Elizabeth Gilbert alluded to this sort of thing during this fabulous TED Talk (it's lengthy, but definitely worth watching):
It's worth mentioning that Elizabeth Gilbert's use of "vessel" (8:41) is different from what I'm implying. I'm treating vessel as a conduit, a way to sail somewhere, rather than the full vat of creativity, or, the boat itself. As writing vessels, we write the words, but they do not necessarily always come directly from us.
2. Establish a routine.
This seems pretty basic, and as writers we hear it a lot, but John took it a bit further in his talk. As in, when his students are preparing for a recital for 7 p.m. on a Friday, he advises that they run through the repertoire at the same time (7 p.m.) on the Monday, Tuesday, Wednesday, and Thursday before the performance. That way, by the time Friday rolls around, the student's brain will be attuned and accustomed to running through the repertoire by the time they have to do it in front of a crowd.

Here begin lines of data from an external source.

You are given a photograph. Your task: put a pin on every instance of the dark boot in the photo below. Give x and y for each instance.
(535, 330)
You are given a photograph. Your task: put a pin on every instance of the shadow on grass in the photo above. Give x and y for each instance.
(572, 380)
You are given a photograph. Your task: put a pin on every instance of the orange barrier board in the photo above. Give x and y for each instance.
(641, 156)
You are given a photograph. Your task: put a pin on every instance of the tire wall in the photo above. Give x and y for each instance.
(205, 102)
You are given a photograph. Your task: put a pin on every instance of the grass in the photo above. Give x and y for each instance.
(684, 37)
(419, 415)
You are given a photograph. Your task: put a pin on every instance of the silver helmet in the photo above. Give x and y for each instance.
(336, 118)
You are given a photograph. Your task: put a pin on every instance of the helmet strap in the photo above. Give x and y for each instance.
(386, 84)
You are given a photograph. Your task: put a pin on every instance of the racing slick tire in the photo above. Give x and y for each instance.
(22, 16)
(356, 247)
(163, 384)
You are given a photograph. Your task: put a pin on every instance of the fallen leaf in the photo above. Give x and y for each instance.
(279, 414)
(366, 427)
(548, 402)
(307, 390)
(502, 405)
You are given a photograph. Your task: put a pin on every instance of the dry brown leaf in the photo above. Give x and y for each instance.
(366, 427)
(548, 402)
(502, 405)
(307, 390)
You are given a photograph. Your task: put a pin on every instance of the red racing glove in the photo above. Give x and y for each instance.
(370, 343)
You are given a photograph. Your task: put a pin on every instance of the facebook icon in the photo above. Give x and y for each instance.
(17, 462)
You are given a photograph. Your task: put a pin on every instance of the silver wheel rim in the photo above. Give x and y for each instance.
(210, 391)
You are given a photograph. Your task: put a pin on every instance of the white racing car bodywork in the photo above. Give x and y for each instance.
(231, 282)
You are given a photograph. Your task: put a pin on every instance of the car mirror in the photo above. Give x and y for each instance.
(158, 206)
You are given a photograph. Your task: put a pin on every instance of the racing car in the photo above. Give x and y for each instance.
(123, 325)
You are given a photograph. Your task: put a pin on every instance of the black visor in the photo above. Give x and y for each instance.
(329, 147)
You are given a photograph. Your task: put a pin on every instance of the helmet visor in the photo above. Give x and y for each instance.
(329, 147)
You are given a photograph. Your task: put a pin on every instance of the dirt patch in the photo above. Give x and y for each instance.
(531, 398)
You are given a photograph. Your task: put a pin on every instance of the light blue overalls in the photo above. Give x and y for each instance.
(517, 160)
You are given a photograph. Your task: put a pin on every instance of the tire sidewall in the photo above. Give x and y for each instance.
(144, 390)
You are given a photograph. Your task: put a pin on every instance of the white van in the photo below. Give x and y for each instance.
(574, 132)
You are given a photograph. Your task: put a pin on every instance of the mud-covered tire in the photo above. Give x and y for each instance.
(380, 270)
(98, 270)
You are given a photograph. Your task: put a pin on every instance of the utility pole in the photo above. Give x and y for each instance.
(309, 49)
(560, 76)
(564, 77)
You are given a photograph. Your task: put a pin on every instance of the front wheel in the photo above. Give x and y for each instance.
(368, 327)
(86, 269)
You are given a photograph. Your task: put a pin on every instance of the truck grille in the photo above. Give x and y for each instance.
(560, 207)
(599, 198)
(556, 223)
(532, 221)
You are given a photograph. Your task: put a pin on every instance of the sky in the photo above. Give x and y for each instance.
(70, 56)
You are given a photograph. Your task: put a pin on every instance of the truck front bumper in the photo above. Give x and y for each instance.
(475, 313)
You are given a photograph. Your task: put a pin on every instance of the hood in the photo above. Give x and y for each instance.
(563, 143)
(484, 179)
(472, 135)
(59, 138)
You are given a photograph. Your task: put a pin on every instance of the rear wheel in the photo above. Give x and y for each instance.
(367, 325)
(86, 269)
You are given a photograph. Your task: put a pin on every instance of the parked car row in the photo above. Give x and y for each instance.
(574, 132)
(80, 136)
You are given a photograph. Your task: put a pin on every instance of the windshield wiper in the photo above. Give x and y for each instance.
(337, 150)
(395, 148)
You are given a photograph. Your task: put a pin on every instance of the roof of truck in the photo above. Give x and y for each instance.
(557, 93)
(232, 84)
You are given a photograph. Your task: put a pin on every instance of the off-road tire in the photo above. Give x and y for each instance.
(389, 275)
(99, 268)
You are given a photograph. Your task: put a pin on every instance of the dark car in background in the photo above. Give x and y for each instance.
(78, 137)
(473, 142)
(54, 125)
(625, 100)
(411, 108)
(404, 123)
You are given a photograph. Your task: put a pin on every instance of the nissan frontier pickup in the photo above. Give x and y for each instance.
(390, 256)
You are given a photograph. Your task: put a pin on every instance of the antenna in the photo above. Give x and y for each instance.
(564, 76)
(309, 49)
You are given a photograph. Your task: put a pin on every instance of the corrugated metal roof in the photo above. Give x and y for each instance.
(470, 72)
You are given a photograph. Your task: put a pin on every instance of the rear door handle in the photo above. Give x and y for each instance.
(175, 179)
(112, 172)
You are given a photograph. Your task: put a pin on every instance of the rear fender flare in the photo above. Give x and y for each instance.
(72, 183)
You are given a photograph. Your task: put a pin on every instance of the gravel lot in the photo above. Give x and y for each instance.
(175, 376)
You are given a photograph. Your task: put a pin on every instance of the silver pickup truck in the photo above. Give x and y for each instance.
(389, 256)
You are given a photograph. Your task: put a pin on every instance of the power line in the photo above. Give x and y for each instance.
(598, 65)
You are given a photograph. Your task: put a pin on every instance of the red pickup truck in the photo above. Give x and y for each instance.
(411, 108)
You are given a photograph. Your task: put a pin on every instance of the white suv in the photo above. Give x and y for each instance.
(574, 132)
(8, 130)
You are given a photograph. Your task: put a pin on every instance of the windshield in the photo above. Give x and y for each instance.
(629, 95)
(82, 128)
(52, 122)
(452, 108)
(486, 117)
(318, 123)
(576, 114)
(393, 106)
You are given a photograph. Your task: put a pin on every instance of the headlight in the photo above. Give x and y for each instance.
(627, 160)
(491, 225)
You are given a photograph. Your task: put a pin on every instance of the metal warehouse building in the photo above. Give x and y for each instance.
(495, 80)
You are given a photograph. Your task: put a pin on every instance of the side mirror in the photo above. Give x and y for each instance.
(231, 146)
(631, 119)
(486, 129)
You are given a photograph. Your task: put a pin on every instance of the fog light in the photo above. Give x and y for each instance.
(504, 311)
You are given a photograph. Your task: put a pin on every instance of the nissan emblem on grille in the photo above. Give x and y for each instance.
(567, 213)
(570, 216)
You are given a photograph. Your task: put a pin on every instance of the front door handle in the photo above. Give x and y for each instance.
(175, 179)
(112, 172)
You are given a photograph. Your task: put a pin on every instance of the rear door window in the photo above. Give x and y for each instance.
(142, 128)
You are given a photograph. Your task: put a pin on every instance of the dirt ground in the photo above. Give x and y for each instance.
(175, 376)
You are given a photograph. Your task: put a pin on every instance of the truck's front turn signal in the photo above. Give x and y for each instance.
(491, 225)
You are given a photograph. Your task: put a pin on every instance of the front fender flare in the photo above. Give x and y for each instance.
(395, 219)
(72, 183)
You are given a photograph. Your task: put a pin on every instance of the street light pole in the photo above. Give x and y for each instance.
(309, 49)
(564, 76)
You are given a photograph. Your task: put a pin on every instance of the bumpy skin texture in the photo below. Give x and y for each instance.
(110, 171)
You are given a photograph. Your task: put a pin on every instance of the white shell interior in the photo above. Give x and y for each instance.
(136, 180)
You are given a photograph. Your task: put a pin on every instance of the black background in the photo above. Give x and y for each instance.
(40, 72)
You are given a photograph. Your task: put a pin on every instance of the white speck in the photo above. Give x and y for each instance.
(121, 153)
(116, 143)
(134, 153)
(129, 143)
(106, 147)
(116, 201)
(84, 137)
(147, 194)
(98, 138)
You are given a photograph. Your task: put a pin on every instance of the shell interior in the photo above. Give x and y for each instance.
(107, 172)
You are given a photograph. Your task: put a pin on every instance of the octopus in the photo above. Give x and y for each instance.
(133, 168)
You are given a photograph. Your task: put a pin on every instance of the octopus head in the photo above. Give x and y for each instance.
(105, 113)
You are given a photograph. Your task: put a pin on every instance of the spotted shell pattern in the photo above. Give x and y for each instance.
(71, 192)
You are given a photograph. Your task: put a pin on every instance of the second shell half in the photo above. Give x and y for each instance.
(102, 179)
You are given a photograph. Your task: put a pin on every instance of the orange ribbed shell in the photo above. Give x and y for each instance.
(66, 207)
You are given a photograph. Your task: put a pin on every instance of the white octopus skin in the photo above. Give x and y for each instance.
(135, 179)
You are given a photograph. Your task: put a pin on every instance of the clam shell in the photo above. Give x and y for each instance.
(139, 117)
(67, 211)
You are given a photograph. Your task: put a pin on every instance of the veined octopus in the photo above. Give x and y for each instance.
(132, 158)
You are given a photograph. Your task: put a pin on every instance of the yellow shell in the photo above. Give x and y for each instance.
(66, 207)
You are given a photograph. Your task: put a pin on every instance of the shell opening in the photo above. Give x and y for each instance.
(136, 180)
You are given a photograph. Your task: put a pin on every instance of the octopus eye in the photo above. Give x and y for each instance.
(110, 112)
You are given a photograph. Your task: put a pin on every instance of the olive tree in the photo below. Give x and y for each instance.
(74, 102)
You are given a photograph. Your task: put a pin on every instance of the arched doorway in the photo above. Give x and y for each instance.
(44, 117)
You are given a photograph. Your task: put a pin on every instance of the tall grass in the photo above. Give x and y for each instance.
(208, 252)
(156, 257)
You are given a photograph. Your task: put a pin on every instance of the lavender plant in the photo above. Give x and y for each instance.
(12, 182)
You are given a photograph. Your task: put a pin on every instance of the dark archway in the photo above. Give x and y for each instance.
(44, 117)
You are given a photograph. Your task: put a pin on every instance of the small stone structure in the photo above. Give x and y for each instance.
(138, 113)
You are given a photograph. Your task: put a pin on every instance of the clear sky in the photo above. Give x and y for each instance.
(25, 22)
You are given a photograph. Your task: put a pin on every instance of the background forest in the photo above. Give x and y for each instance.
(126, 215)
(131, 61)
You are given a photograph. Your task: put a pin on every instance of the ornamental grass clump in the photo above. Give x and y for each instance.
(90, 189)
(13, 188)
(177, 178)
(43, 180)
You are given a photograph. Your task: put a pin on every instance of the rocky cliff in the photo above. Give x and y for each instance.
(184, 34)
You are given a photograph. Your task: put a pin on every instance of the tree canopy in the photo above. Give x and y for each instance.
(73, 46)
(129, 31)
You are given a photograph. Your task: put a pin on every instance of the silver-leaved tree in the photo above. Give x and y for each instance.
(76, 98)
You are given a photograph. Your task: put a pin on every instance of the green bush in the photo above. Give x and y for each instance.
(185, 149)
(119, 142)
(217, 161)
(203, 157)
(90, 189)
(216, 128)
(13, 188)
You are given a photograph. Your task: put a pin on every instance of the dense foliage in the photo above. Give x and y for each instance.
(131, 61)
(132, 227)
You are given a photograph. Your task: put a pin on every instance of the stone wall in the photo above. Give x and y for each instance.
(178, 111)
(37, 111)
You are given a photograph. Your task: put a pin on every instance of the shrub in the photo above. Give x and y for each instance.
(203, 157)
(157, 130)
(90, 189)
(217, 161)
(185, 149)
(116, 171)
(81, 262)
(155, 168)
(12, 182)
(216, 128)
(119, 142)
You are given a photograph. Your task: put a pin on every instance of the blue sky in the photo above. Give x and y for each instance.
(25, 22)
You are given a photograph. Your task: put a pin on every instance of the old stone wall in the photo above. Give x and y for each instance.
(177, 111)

In writing, the equivalent of this is anything potentially big that could happen along the way (meeting with an agent, editor, or perhaps pitching at a conference). So, for example, if you have a pitch appointment with an agent at noon, run through your pitch at noon as many days as you can before that meeting. Then, it will seem like it's old hat.
One final note about routine: even though we often hear that we "should" establish some sort of routine, it can sometimes be easy to brush off as, "Well, that's not my process." I told myself that for years. "I'm not an early riser, so I'll write at night." But recently, one of my MFA writing instructors recommended writing with the "best brain"--which means first thing in the day. And after trying that for the past few weeks, I've realized how much of a positive difference it makes. By getting my writing done in the morning, I get to do the thing I love most first--and then I'm not as resentful of the time taken away by other things throughout the day.
3. The art is in the recovery.
As a former pianist, one of my biggest anxieties was making a mistake during a recital. John admitted that mistakes were inevitable, but he advocated going on anyway. "The art is in the recovery," he said. A bad note may happen--but it's the notes that come afterward that count.
And of course, this can be applied to all stages of writing. Rejections at the query stage--what writers do afterward is what counts. Do they quit? Or do they hunker down at the desk and strive to write something better? Same goes for abysmal sales. What does the writer do next? Give up? Or write the next book?
Mistakes, nerves, and insecurities are inevitable in music, art, writing and life. But if we can learn ways around them, and not make them a hindrance, we'll go farther than we thought possible.
What about you? What are your fears? Where is your focus? When are you at your best? And how does all this translate to your writing?